This is an automated email from the ASF dual-hosted git repository.
kou pushed a commit to branch main
in repository https://gitbox.apache.org/repos/asf/arrow.git
The following commit(s) were added to refs/heads/main by this push:
new f51a70f654 GH-49656: [Ruby] Add benchmark for writers (#49657)
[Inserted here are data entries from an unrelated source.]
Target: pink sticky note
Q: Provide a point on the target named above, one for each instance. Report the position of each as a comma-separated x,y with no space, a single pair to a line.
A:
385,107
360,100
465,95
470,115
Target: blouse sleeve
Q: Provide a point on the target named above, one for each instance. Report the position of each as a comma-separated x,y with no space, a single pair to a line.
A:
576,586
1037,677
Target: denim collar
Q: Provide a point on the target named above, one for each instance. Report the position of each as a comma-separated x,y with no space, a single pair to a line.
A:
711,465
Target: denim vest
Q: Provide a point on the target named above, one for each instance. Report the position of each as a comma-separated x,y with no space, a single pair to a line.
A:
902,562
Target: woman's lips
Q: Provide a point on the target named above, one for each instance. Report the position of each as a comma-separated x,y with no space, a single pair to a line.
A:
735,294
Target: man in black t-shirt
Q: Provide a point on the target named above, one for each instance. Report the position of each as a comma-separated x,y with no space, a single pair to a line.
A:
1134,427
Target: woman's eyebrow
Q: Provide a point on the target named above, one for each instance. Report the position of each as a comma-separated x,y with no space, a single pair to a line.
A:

f51a70f654 is described below
commit f51a70f654b74714fa012d91dfc977c3d7ebd514
Author: Sutou Kouhei <[email protected]>
AuthorDate: Sun Apr 5 16:55:23 2026 +0900
GH-49656: [Ruby] Add benchmark for writers (#49657)
### Rationale for this change
Performance is important in Apache Arrow. So benchmark is useful for
developing Apache Arrow implementation.
### What changes are included in this PR?
* Add benchmarks for file and streaming writers.
* Remove redundant type arguments from array constructors.
Here are benchmark results on my environment.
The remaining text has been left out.